Re: [DISCUSS] KIP-1034: Dead letter queue in Kafka Streams

2024-04-12 Thread Damien Gasparina
In a general way, if the user does not configure the right ACL, that
would be a security issue, but that's true for any topic.

This KIP allows users to configure a Dead Letter Queue without writing
custom Java code in Kafka Streams, not at the topic level.
A lot of applications are already implementing this pattern, but the
required code to do it is quite painful and error prone, for example
most apps I have seen created a new KafkaProducer to send records to
their DLQ.

As it would be disabled by default for backward compatibility, I doubt
it would generate any security concern.
If a user explicitly configures a Deal Letter Queue, it would be up to
him to configure the relevant ACLs to ensure that the right principal
can access it.
It is already the case for all internal, input and output Kafka
Streams topics (e.g. repartition, changelog topics) that also could
contain confidential data, so I do not think we should implement a
different behavior for this one.

In this KIP, we configured the default DLQ record to have the initial
record key/value as we assume that it is the expected and wanted
behavior for most applications.
If a user does not want to have the key/value in the DLQ record for
any reason, they could still implement exception handlers to build
their own DLQ record.

Regarding ACL, maybe something smarter could be done in Kafka Streams,
but this is out of scope for this KIP.

On Fri, 12 Apr 2024 at 11:58, Claude Warren  wrote:
>
> My concern is that someone would create a dead letter queue on a sensitive
> topic and not get the ACL correct from the start.  Thus causing potential
> confidential data leak.  Is there anything in the proposal that would
> prevent that from happening?  If so I did not recognize it as such.
>
> On Fri, Apr 12, 2024 at 9:45 AM Damien Gasparina 
> wrote:
>
> > Hi Claude,
> >
> > In  this KIP, the Dead Letter Queue is materialized by a standard and
> > independant topic, thus normal ACL applies to it like any other topic.
> > This should not introduce any security issues, obviously, the right
> > ACL would need to be provided to write to the DLQ if configured.
> >
> > Cheers,
> > Damien
> >
> > On Fri, 12 Apr 2024 at 08:59, Claude Warren, Jr
> >  wrote:
> > >
> > > I am new to the Kafka codebase so please excuse any ignorance on my part.
> > >
> > > When a dead letter queue is established is there a process to ensure that
> > > it at least is defined with the same ACL as the original queue?  Without
> > > such a guarantee at the start it seems that managing dead letter queues
> > > will be fraught with security issues.
> > >
> > >
> > > On Wed, Apr 10, 2024 at 10:34 AM Damien Gasparina  > >
> > > wrote:
> > >
> > > > Hi everyone,
> > > >
> > > > To continue on our effort to improve Kafka Streams error handling, we
> > > > propose a new KIP to add out of the box support for Dead Letter Queue.
> > > > The goal of this KIP is to provide a default implementation that
> > > > should be suitable for most applications and allow users to override
> > > > it if they have specific requirements.
> > > >
> > > > In order to build a suitable payload, some additional changes are
> > > > included in this KIP:
> > > >   1. extend the ProcessingContext to hold, when available, the source
> > > > node raw key/value byte[]
> > > >   2. expose the ProcessingContext to the ProductionExceptionHandler,
> > > > it is currently not available in the handle parameters.
> > > >
> > > > Regarding point 2.,  to expose the ProcessingContext to the
> > > > ProductionExceptionHandler, we considered two choices:
> > > >   1. exposing the ProcessingContext as a parameter in the handle()
> > > > method.

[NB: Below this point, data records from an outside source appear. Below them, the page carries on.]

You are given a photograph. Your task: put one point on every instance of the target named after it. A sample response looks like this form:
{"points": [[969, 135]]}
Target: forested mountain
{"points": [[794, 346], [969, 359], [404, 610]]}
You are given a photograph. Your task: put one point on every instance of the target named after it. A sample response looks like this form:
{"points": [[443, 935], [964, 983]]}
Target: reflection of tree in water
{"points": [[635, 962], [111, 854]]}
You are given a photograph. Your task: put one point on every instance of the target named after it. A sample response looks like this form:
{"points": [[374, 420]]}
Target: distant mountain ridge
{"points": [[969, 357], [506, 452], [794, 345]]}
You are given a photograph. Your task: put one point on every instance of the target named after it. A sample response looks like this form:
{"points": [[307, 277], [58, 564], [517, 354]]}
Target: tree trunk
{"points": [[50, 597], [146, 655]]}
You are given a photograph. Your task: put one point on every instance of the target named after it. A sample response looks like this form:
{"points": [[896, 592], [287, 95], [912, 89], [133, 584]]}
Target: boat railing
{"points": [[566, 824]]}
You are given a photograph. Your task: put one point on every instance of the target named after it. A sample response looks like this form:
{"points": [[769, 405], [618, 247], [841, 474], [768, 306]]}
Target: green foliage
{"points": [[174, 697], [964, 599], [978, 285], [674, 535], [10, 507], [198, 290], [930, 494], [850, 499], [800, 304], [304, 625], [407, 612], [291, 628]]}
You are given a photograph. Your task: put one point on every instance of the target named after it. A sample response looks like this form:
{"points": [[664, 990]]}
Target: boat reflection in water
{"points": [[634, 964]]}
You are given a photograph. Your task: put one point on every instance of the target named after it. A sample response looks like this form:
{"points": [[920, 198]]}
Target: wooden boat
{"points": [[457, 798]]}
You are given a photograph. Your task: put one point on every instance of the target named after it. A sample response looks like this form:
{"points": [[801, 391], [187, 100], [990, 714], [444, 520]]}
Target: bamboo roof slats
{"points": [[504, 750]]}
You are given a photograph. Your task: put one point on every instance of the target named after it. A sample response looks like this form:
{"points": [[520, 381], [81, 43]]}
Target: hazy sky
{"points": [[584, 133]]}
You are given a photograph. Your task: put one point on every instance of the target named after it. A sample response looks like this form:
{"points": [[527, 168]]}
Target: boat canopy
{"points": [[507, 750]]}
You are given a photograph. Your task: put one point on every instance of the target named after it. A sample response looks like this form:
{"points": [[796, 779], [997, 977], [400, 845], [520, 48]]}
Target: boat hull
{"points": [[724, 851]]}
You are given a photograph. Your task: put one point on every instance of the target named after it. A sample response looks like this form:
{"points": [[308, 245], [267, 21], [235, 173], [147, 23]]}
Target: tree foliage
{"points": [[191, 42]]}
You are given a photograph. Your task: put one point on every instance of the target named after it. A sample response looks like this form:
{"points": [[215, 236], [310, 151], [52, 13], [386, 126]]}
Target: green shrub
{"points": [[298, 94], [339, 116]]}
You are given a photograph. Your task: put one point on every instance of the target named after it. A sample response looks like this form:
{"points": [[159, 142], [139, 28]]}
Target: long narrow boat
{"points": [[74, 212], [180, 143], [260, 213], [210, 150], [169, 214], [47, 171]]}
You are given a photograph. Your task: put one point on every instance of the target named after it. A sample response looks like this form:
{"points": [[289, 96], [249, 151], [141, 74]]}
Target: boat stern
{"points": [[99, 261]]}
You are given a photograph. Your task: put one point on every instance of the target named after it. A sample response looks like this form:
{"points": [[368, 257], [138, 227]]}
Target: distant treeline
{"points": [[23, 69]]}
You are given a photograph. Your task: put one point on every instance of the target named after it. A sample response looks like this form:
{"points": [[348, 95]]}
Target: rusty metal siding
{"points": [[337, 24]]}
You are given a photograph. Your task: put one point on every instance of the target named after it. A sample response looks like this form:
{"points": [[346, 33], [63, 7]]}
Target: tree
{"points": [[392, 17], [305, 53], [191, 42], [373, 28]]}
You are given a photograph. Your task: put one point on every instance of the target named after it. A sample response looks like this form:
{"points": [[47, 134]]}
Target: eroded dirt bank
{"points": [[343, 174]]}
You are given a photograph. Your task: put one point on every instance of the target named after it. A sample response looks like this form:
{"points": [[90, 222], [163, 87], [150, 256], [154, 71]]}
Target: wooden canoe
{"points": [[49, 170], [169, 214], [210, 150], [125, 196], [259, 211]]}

That's the cleanest way IMHO, but we would need to deprecate
> > > > the old method.
> > > >   2. exposing the ProcessingContext as an attribute in the interface.
> > > > This way, no method is deprecated, but we would not be consistent with
> > > > the other ExceptionHandler.
> > > >
> > > > In the KIP, we chose the 1. solution (new handle signature with old
> > > > one deprecated), but we could use other opinions on this part.
> > > > More information is available directly on the KIP.
> > > >
> > > > KIP link:
> > > >
> > https://cwiki.apache.org/confluence/display/KAFKA/KIP-1034%3A+Dead+letter+queue+in+Kafka+Streams
> > > >
> > > > Feedbacks and suggestions are welcome,
> > > >
> > > > Cheers,
> > > > Damien, Sebastien and Loic
> > > >
> >
>
>
> --
> LinkedIn: http://www.linkedin.com/in/claudewarren


Re: [DISCUSS] KIP-1034: Dead letter queue in Kafka Streams

2024-04-12 Thread Claude Warren
My concern is that someone would create a dead letter queue on a sensitive
topic and not get the ACL correct from the start.  Thus causing potential
confidential data leak.  Is there anything in the proposal that would
prevent that from happening?  If so I did not recognize it as such.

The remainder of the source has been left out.